Por Marcus Geandré N. Ramiro
Passamos por um momento
em todos exigem ser ouvidos em
suas opiniões, mas, ao exercer
este direito, percebe-se que,
muitas vezes, é dado mais valor
em querer fazer o outro se calar
do que derrubar, por meio de
bons argumentos, aquilo que
motivou a vontade inicial de se
manifestar. A superficialidade de
muitas das discussões nos apresenta um repertório – não raras as vezes – de opiniões sem
fundamento, quando não se
concorda com o que foi dito,
mas não se tem razões concretas para contra-atacar aquela
opinião; entretanto, mesmo sem
argumentos contrários, a ideia
é não deixar o outro se manifestar.
Nesta linha de pensamento,
chamamos a atenção para uma
forte tentativa de se fazer calar
a opinião de alguns grupos sociais, principalmente os religiosos, a partir da bandeira do Estado laico, como se a não adoção de uma religião oficial pelo
Estado fosse fundamento para
que tais grupos sociais não possam manifestar suas opiniões
como qualquer outro grupo.
Por isso, há que se compreender bem este conceito.

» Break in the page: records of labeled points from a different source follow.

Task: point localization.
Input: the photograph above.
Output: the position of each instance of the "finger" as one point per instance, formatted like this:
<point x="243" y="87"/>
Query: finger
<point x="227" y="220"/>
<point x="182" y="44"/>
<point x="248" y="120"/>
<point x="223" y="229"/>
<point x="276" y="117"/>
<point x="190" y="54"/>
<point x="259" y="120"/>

No artigo 5º da Constituição
de 1824 encontrava-se a disposição de que “a religião Catholica Apostólica Romana continuará a ser a Religião do Império. Todas as outras religiões
serão permitidas com seu culto
doméstico, ou particular, em
casas para isso destinadas, sem
forma alguma exterior de Templo”.
Entretanto, desde a Constituição de 1891 já há a determinação de que o Estado brasileiro é laico, ou seja, sem religião
oficial e sem princípios religiosos que devam ser obrigatoriamente seguidos pelo mesmo:
“Art. 72 §3º) Todos os indivídu-
os e confissões religiosas podem
exercer pública e livremente o seu
culto, associando-se para esse fim
e adquirindo bens, observadas as
disposições do direito comum.”
No mesmo sentido, o artigo 5º,
inciso VI da CF/88, trouxe que “é
inviolável a liberdade de consciência e de crença, sendo assegurado
o livre exercício dos cultos religiosos e garantida, na forma da lei, a
proteção aos locais de culto e a
suas liturgias”.
Note-se bem que a intenção do
texto constitucional é justamente
dar ao cidadão brasileiro a liberdade de crença e culto, podendo
este nortear sua vida pessoal, profissional, a educação de seus filhos
por aquilo que, nessa liberdade, ele
acredita ser o correto na dimensão
espiritual. Neste sentido, como
bem salienta Celso Ribeiro Bastos,
a religião não pode, da mesma
maneira que acontece com as demais liberdades de pensamento,
somente ser vista a partir de sua
dimensão espiritual; a religião vai
procurar necessariamente uma forma de externação. Pensar que o
culto se limita somente às paredes
do templo é realmente desconhecer a natureza das religiões, que
em sua maioria exigem que aquilo
que é pregado e pactuado no ato
litúrgico seja convertido em ações
no “mundo externo” por parte do
fiel. Caso o texto constitucional
não seja interpretado desta maneira, acabamos por retornar à Constituição Imperial onde havia a liberdade de crença, mas não a liberdade de culto.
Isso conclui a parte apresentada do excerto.